Lake Shelbyville has miles of flats; both crappie and walleye transition in and out of them chasing bait fish. Focusing on walleye first, they can be found in the 4–10-foot water columns and when you find them, they are going to be active. Dragging a leadhead jig tipped with a piece of a nightcrawler is one of the best bait options. Another great option is using a minnow and I use a floating head to keep my minnow off the bottom. Speed of the baits can and will vary so be sure to use different speeds on your retrieval or trolling speed. Areas near a drop-off or the river channel are places where walleye transition from the shallow to deeper waters. Walleye can and will stay in areas for a while but always be mindful that they could have moved on to another area. Locating baitfish is always beneficial because the first and only shad hatch is now roaming around the lake trying to avoid predators. Two of the major predators in Lake Shelbyville are the walleye and sauger. With 250,000 annually released fish, this really has the population trending upwards making Lake Shelbyville a true walleye and sauger destination. Regardless of what technique or bait option you decide to use when fishing for walleye, always be sure to keep that net READY!!!!!

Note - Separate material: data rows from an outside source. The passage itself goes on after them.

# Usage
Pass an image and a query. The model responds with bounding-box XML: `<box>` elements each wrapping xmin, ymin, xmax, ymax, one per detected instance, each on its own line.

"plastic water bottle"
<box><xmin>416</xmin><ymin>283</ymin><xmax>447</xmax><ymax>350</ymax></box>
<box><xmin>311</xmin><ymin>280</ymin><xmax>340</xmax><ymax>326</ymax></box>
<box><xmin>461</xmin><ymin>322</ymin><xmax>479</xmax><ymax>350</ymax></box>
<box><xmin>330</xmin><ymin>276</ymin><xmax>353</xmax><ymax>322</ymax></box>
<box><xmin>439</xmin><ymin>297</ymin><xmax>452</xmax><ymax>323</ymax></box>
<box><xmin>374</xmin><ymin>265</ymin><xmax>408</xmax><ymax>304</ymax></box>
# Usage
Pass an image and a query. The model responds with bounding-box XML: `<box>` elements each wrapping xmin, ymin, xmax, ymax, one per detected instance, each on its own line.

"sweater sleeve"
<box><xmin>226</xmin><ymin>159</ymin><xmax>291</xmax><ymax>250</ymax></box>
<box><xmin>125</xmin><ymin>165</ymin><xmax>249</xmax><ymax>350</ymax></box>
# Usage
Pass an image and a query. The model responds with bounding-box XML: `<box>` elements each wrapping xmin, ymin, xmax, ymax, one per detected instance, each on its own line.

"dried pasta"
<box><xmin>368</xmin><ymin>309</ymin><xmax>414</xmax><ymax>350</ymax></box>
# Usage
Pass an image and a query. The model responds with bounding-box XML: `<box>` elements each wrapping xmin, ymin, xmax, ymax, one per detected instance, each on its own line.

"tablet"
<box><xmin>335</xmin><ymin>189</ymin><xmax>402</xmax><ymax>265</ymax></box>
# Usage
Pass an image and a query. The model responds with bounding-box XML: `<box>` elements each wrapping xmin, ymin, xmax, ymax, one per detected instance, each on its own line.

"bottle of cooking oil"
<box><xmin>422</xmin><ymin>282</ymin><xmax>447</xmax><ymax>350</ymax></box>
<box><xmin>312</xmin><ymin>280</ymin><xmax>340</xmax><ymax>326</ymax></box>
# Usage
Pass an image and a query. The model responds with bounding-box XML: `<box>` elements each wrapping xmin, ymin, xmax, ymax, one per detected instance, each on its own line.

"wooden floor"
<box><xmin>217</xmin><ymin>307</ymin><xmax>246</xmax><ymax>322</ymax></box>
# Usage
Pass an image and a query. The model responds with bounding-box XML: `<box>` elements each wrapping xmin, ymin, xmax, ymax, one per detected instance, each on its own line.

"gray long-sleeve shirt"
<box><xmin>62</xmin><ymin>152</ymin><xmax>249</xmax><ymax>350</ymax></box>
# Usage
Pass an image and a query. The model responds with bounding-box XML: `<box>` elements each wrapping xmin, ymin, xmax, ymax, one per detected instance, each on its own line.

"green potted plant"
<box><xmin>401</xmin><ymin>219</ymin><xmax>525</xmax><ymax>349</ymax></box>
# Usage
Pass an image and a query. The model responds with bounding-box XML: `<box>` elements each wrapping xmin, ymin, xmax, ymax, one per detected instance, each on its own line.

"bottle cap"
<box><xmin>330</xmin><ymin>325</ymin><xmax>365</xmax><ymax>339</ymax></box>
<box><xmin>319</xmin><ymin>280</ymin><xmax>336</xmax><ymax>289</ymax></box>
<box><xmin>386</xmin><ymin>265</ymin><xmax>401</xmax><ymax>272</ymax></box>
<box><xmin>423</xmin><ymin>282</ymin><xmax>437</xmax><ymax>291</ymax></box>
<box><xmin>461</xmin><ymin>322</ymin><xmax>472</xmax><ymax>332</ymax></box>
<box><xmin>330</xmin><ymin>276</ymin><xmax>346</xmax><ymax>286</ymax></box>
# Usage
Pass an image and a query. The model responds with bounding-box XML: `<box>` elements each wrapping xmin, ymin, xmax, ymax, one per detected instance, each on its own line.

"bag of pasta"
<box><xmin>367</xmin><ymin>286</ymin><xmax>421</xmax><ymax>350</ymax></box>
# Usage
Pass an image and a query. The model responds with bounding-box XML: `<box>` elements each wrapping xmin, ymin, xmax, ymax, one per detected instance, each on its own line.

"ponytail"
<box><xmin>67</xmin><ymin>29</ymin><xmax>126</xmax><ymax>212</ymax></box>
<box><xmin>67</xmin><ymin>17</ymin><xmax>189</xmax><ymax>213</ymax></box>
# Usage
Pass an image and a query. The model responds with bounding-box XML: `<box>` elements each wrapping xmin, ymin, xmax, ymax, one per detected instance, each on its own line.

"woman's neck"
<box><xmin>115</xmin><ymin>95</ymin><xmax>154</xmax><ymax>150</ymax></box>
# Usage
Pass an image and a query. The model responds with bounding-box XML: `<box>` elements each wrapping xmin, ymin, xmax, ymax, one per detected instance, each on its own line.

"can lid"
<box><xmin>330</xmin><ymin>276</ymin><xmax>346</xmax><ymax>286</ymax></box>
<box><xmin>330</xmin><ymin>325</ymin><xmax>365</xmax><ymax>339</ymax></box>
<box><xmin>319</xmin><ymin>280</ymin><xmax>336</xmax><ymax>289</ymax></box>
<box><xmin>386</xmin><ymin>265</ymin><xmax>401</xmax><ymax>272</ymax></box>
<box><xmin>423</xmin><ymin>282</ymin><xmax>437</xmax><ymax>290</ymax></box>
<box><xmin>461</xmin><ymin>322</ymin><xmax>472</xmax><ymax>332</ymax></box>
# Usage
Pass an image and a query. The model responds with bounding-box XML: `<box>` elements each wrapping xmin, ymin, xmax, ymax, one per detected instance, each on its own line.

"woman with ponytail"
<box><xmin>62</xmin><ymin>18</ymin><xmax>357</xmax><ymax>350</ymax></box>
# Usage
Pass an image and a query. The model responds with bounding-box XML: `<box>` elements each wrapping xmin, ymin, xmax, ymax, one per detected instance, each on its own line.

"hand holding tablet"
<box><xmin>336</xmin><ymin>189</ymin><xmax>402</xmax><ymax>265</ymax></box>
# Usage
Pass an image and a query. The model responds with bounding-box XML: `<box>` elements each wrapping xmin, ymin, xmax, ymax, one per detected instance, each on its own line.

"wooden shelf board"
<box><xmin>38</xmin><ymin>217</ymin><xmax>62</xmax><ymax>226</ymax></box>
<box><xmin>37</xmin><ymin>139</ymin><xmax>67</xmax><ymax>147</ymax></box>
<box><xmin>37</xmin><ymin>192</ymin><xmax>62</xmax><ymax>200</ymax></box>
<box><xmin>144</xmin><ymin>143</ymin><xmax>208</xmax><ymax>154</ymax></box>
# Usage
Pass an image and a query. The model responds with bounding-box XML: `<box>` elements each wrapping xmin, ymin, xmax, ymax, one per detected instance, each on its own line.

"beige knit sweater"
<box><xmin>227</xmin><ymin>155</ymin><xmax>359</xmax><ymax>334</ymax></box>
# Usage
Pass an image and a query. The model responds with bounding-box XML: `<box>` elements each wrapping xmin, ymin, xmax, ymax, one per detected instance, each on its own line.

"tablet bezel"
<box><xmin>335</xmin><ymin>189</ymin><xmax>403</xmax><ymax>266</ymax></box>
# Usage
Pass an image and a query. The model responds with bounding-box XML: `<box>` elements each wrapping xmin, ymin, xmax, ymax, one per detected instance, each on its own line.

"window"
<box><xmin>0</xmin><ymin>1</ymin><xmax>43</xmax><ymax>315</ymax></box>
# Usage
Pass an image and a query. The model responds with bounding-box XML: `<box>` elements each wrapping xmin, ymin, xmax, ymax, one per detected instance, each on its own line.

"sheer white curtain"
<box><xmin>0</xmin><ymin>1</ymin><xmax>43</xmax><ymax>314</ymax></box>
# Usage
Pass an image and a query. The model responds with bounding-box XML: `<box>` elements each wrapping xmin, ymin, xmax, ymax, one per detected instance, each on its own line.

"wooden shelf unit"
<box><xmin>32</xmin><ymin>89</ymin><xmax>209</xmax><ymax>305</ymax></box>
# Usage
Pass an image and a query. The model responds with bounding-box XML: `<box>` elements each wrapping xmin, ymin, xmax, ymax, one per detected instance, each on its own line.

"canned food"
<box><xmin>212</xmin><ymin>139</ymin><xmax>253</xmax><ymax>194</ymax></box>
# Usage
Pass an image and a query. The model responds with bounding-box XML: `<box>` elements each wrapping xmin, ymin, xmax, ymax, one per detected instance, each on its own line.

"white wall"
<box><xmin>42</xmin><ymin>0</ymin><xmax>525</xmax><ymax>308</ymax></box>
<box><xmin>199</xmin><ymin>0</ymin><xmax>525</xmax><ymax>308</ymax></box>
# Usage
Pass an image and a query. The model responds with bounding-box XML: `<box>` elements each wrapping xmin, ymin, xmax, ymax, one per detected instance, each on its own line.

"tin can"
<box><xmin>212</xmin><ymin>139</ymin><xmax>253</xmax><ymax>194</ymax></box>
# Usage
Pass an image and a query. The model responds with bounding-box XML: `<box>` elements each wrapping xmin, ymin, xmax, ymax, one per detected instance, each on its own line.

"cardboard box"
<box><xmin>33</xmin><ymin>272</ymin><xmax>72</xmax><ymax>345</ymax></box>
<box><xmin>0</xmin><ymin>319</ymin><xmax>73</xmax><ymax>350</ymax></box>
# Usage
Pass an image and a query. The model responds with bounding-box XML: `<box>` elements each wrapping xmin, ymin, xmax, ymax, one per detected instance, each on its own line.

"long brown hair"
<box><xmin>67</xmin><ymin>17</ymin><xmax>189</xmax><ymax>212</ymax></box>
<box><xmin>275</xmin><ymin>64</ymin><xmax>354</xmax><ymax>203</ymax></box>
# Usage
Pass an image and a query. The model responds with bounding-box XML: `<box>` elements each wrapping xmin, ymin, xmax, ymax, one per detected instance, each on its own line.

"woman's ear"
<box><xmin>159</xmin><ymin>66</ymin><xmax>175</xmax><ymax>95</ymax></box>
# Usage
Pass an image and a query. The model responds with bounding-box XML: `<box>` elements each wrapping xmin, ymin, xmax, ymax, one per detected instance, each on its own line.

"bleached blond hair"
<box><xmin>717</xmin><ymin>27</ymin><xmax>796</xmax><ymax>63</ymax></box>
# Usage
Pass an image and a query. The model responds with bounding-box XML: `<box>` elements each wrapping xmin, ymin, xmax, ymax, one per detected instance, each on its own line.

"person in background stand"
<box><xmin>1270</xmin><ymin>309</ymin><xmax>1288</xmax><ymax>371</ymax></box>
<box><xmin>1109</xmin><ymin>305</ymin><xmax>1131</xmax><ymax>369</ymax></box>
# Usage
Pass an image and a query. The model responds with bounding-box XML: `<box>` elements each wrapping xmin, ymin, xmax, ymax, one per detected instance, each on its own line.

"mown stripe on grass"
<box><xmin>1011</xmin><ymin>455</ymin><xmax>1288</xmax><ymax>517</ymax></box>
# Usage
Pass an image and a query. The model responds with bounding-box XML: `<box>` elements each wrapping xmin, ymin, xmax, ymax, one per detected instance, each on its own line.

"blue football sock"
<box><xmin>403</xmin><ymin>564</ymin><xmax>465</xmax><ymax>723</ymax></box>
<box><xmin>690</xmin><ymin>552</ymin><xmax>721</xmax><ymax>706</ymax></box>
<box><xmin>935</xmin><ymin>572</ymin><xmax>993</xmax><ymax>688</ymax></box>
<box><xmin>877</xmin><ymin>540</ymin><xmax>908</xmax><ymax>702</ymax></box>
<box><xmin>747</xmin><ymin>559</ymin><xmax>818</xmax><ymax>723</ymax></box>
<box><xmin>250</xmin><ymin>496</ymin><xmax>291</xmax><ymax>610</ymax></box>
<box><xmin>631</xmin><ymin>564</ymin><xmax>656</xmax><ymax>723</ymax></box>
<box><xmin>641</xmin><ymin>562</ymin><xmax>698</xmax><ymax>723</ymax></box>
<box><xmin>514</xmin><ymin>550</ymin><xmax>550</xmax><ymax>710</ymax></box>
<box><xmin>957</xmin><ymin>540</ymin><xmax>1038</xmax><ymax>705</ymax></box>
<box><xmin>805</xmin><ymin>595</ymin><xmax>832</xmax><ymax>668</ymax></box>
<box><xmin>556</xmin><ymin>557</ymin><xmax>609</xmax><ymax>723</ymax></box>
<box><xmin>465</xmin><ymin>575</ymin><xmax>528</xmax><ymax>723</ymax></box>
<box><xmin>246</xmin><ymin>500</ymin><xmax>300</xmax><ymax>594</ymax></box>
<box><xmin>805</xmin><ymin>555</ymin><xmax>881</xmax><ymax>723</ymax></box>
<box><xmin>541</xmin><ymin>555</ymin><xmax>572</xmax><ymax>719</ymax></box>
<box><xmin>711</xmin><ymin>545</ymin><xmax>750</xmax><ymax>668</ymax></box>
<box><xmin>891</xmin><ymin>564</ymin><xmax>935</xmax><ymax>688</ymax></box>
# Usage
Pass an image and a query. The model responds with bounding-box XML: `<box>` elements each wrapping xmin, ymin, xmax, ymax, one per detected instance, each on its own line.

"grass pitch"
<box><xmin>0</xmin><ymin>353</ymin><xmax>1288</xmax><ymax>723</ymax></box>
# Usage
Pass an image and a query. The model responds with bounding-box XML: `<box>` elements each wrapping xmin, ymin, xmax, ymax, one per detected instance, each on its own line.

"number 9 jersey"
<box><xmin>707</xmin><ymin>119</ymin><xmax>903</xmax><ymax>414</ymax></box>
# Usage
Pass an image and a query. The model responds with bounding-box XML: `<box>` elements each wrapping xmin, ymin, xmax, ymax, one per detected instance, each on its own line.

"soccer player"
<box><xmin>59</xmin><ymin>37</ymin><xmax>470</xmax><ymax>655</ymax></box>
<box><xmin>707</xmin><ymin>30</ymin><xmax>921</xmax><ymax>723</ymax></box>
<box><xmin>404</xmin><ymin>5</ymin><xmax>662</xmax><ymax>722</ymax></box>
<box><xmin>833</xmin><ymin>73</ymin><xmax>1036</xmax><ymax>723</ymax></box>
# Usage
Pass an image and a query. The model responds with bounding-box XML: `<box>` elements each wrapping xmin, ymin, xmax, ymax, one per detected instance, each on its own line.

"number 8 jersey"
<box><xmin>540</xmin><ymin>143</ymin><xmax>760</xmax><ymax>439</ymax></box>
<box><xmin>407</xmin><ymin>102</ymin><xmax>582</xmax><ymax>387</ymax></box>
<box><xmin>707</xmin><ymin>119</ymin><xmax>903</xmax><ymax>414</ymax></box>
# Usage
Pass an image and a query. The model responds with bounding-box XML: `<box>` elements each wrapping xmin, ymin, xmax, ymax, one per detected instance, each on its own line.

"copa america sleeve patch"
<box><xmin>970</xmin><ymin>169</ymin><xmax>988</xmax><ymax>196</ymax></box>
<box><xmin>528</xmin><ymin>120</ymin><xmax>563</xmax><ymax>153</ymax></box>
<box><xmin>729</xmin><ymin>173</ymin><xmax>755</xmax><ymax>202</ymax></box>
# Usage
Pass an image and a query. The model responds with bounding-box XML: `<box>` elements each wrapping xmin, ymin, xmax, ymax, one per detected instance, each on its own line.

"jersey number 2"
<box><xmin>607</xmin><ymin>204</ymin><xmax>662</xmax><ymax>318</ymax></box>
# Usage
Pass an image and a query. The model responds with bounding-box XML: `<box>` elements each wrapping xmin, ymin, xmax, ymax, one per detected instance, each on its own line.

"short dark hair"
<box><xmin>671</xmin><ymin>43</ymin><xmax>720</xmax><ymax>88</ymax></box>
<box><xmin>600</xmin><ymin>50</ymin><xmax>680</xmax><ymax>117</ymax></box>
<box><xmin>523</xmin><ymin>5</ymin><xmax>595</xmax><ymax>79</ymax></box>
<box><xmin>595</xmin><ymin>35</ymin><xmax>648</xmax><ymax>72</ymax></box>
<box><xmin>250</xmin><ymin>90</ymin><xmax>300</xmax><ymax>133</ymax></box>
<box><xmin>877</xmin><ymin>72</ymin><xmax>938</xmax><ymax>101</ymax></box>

The crappie spawn is coming to a close and the time to begin fishing the open water and standing timbers is here! Post spawn crappie will be feeding very aggressively and searching for the first hatch of baitfish either in the open or around standing timber. Crappie can and will be caught with multiple techniques and baits. Trolling for crappie is a great way to cover water and find some of the LARGEST schools of the year. In-line spinners tipped with a minnow is the perfect bait option while trolling because you can keep your bait just above the water column the fish are holding in. Be ready because when you troll through those large schools many times multiple rods can and will have a fish on them at the same time making this very exciting for everyone!!! Once you have located the fish you can also cast jigs into the schools for success. Typically, in waters deeper than 25-45 feet deep you can double rig your casting jigs and have a decent chance to catch two at a time. Charlie Brewer Sliders and TopHat Jigs Guppy Gobblers are two great plastic options for casting into those open water schools. The crappie holding on standing timbers will also be found in massive numbers. Baits for fishing timber crappie are going to be hair jigs and the Beetlejuice, Baby Slab and Spooky Hoggie Baits are three of my favorites. Live bait, such as minnows, are another great bait option when fishing timber because that is what the crappie are actually hunting for. Vertical jigging and slip-corking are two techniques to use to help catch some nice crappie.
Due to the fact the crappie and walleye are feeding on the same food source it is very possible to catch both species on the same trip. Regardless of the species you are fishing for primarily it would be worth trying for the other species for a while and see what you can produce.